The bank’s loan book is well diversified and its financial performance has been decent. Its CET1 ratio stands at 10.3%, better than many competitors. Its deposit funding is in better shape than some – deposits rose 3% in the second quarter, while its reliance on market funding fell. About two thirds of its deposits are consumer and 70% insured or secured.

Pre-provision profits at Citizens rose 14% year on year in the second quarter of 2023, which put it among the better performers among the mid-sized US banks. And over the past four quarters profits are up 38%. On a post-provision basis, profits rose 28% for the quarter and 23% for the four quarters, making it the best performer of the super-regionals apart from M&T Bank, which was coming off a very low comparable last year.

As Moody’s notes, most of Citizens’ securities holdings are in its AFS portfolio, and the bank uses cash flow hedges to manage rate risk. The agency describes Citizens’ unrealized AFS losses of 11% of tangible common equity as “relatively modest”.

So, what drives the Moody’s view here? The agency says that funding costs are starting to be felt in net interest margin, which fell 13 basis points in the second quarter. Provisioning is still growing, and as at most peers, much of that these days goes towards bolstering reserves against potential losses in CRE lending.

Citizens acquired more CRE loans when it bought Investors Bancorp in 2022, although much was multifamily lending, which performs better than most, and the bank’s concentration of CRE lending is not out of line.

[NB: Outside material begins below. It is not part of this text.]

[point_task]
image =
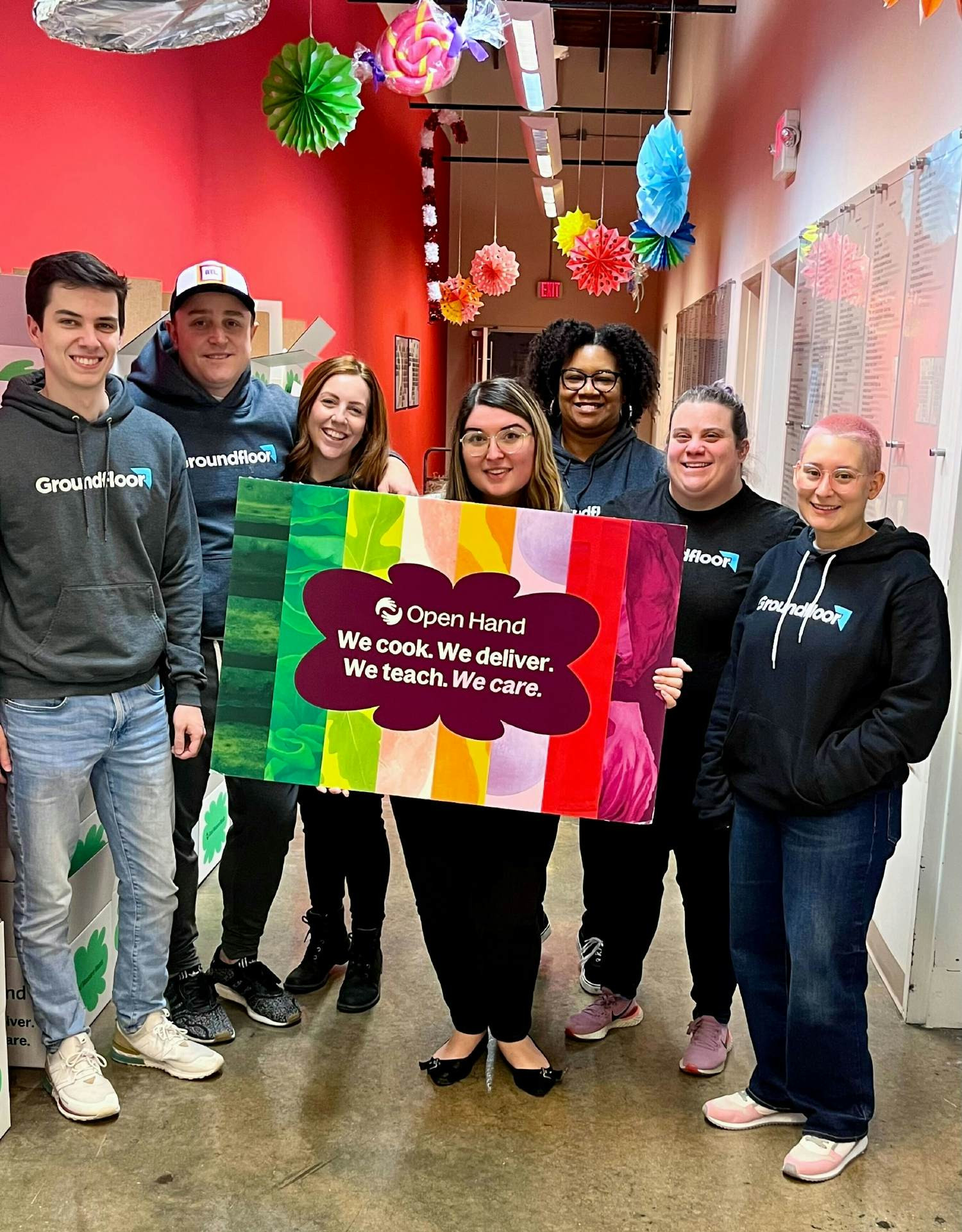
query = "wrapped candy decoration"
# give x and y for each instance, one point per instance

Provisions built at most of the US super-regional banks in the last quarter. Taking 11 of them in aggregate (Capital One, Citizens, Comerica, Fifth Third, Huntington Bancshares, KeyCorp, M&T Bank, PNC, Regions, Truist, US Bancorp), provisions totalled $4.9 billion, marking the sixth consecutive quarter of net provisioning for that group.

Moody’s thinks the rising costs of deposits and CRE weakness will pressure profitability at Citizens, although that assessment is far from unique to that bank. But it also notes that the bank’s non-interest income will provide less of an offset than at some peers. At just 24% in the second quarter of 2023, Citizens’ non-interest income as a percentage of overall revenues is one of the lowest in the peer group, where many are in the mid to high 30s.

As the example of Citizens shows, Moody’s assessment is that much of the sector – even well-managed and sound firms – is facing challenges in what remains a highly uncertain environment. What is more notable than the detail of any particular assessment, though, is the mood music of the overall picture.

The longer-term outcome – with a bigger cohort of banks bolstered by the resilience of more stringent regulatory requirements – might well be a positive. But first they have to get through a recession. Moody’s moves reflect how that will hurt.

PS

In May, when HSBC and Scotia Capital were added to the long list of banks being fined by US regulators for historic failures to monitor communications properly on platforms such as WhatsApp, we asked “Are we done yet?”. The answer, it turns out on Tuesday, was “No”.